Carlson and Ingraham both broadcast Valensky’s quote on Fox News Channel, without making it clear that she was talking about vaccinated people, as government officials suggested were lying about the importance of the vaccine. .

Political commentator and Outkick founder Clay Travis wrote on Twitter: “CDC Director just said that over 75% of ‘Covid deaths’ occurred in people with at least four comorbidities. Because Biden can’t stop Covid, all of a sudden this data is being shared publicly.”

Twitter termed the message out of context and blocked it from being shared.

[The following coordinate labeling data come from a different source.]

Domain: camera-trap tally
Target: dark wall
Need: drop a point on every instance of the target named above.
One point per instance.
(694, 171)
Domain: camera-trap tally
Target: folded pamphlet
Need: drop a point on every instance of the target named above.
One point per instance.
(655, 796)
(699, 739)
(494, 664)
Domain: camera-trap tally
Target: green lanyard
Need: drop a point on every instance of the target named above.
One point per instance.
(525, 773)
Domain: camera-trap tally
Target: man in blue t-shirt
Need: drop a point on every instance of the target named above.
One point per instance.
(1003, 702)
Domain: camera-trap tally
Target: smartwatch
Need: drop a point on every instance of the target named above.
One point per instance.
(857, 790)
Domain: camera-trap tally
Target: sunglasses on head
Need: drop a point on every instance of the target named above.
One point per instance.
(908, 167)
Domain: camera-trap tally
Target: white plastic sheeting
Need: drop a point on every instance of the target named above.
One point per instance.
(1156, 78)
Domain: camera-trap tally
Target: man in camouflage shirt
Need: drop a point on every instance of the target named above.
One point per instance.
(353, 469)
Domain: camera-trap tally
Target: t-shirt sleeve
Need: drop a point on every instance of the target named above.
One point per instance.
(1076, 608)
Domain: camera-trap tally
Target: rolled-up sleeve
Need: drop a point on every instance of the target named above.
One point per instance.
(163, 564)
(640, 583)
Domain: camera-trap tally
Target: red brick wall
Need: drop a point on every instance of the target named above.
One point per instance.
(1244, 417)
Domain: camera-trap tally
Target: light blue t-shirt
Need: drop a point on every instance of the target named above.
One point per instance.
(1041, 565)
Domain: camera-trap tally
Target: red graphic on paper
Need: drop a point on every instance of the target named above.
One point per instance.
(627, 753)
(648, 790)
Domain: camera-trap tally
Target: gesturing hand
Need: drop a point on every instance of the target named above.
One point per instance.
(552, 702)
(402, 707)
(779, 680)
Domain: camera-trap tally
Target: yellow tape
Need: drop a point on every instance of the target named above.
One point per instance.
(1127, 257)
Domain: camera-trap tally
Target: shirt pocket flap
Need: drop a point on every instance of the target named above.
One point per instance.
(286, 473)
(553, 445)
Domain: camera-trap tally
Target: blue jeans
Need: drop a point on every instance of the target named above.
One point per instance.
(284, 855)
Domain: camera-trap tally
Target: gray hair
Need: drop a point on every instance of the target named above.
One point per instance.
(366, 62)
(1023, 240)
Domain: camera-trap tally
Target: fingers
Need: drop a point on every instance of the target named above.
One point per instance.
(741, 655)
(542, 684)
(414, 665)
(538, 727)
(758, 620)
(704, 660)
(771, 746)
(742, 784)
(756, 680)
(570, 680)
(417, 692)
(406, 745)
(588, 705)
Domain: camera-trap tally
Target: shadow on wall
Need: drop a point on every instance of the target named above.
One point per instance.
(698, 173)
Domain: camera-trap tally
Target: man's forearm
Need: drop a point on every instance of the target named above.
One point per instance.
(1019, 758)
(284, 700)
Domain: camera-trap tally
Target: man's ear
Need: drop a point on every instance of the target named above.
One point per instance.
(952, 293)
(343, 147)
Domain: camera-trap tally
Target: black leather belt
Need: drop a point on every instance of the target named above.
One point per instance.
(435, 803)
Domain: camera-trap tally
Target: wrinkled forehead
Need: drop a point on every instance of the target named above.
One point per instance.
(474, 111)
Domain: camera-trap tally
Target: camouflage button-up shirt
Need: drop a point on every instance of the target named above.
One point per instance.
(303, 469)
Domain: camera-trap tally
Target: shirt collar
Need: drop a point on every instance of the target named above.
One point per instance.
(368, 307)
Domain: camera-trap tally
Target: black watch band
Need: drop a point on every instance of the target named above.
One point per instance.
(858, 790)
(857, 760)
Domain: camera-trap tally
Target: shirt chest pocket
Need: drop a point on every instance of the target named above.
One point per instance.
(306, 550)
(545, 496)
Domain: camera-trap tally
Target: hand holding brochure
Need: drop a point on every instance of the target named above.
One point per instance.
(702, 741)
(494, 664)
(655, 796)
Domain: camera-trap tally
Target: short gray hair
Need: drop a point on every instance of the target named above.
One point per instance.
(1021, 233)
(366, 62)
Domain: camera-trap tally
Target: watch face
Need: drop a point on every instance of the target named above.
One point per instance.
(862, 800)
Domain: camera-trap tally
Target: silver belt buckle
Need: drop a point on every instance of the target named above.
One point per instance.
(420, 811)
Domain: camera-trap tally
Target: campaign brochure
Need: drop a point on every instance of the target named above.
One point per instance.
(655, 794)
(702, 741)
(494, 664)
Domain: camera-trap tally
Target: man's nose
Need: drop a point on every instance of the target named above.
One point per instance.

Donald Trump Jr. tweeted Valensky’s quote, “How many people had 2/3 of things that would possibly kill them or were in end-stage terminal cancer?” His tweet was shared over 1,600 times before it was deleted.

It’s possible that ABC News believes there was nothing wrong with its editing. When asked, the network would not comment on Thursday.

On Monday, ABC posted a version of Vega’s interview on the “GMA” website that reinstated the truncated part. The only indication that there was a difference was a note at the end of the nearly four-minute clip, stating that the video had been updated.

“A shortened version edited for the time being was broadcast on Friday, January 7th,” the note said.

The network has not said anything about the issue over the air.

Many television news producers hate the reforms, said Tom Bettag, a longtime ABC “Nightline” producer who now teaches journalism at the University of Maryland. While newspapers usually put a correction inside the newspaper when a newscaster has to discuss it, for television that is effectively on the front page.

Yotam Ofir, a University at Buffalo professor who studies misinformation in health and science, said that in this case, ABC News did not spread misinformation, but that they were allowed to capture a false image because of their own editing mistake or judgment. Was.